Steve got up from his desk often that day. He looked like a zombie. I told him to go home, but he didn't want to. Instead, we sat at our desks and he told me stories about Jason and the crazy things they would do. He told me about the time he met Jason's parents, and how Jason was going to go home with him to help farm. We talked for about an hour, then I had to leave. I didn't want to go, I wanted to be with Dak people, but other responsibilities needed to be taken care of.

I was chosen to judge Mr. SDSU that night, but my mind was not on the good-looking boys on the stage, it was on Jason, wondering what actually happened in Pennsylvania. That night Lucinda called me and told me how Jason died. I burst out into a fit of tears and shakes.

From that moment on, I have thought a lot about Jason and what happened to him. I had spoken to him only three or four times and we were barely acquaintances. But his death still had a major effect on me.

I didn't know Jason very well, but I was looking forward to getting to know him better. Next month, sports sales is moving to another building and we are going to be divided by regions. The map has me sitting between Steve and Jason. Although I complained about it, deep down I knew it would be fun sitting next to those two.
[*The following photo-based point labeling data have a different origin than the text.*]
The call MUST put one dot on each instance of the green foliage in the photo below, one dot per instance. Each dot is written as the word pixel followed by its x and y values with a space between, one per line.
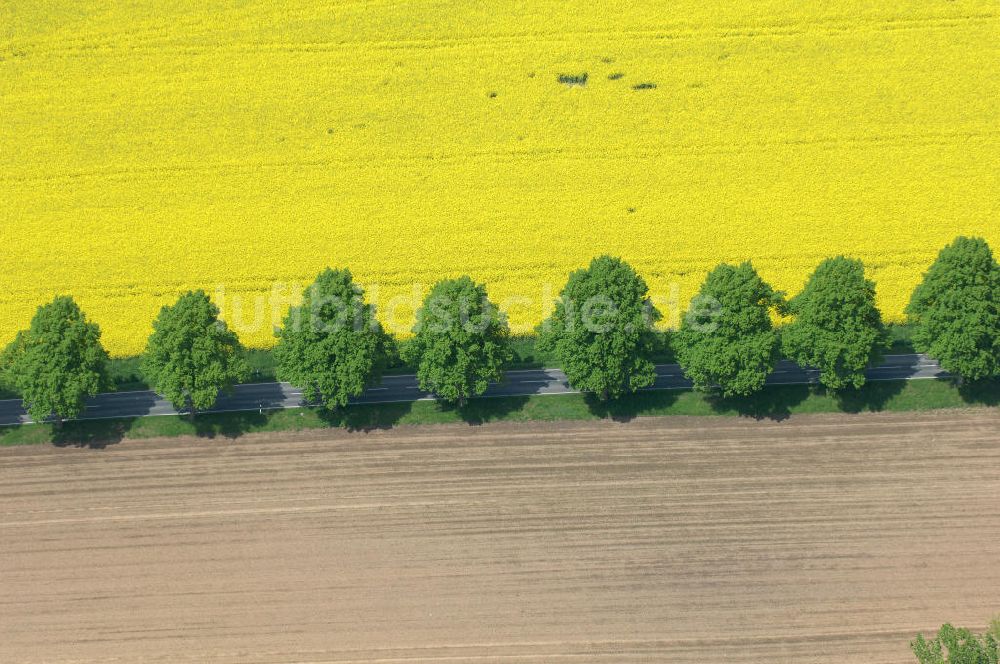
pixel 838 328
pixel 727 342
pixel 957 310
pixel 601 329
pixel 57 362
pixel 331 345
pixel 461 341
pixel 191 355
pixel 956 646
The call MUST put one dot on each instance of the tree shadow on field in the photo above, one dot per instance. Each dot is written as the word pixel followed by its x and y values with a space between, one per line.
pixel 229 425
pixel 872 397
pixel 981 392
pixel 92 434
pixel 365 417
pixel 485 409
pixel 630 406
pixel 774 402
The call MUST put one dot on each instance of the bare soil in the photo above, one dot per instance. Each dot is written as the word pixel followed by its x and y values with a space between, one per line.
pixel 818 539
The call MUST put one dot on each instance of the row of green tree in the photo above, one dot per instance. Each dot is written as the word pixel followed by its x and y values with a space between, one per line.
pixel 954 645
pixel 601 331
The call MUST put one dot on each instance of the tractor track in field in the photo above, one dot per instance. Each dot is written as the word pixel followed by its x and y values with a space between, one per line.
pixel 818 539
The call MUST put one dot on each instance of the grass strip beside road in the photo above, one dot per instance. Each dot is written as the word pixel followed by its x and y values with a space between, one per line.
pixel 775 402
Since Jason's death, I realized what an amazing person he was from the outcry of devotion and love for him that is on Facebook and in the news. He was a young, cute man who had the whole world in front of him. He loved and was loved.

Jason was only on this Earth for 23 years, but he touched so many people's lives. He is an inspiration on how to live life. He lived it to the fullest and always welcomed people with open arms.

He makes me want to be a better person.

He didn't deserve this fate, no body deserves such a horrible and wretched death. But for some reason the good Lord decided this was the way Jason needed to go. I don't know why and I am not sure anyone will ever know why. The Lord needed Jason more than the Earth did.

His funeral is Sunday, but I don't think I will attend. Like I said, I barely knew him and I don't want to take the seat of someone who was close to Jason and is tragically affected by his death. However, I am going to send a card because I just want his parents to know how he has touched my life, someone he barely knew.

Jason's death has been another brutal reminder to live life to the fullest and not to take what you have for granted. And I don't plan to forget that anytime soon.


Rest In Peace, Shep. I wish I could have gotten to know you better.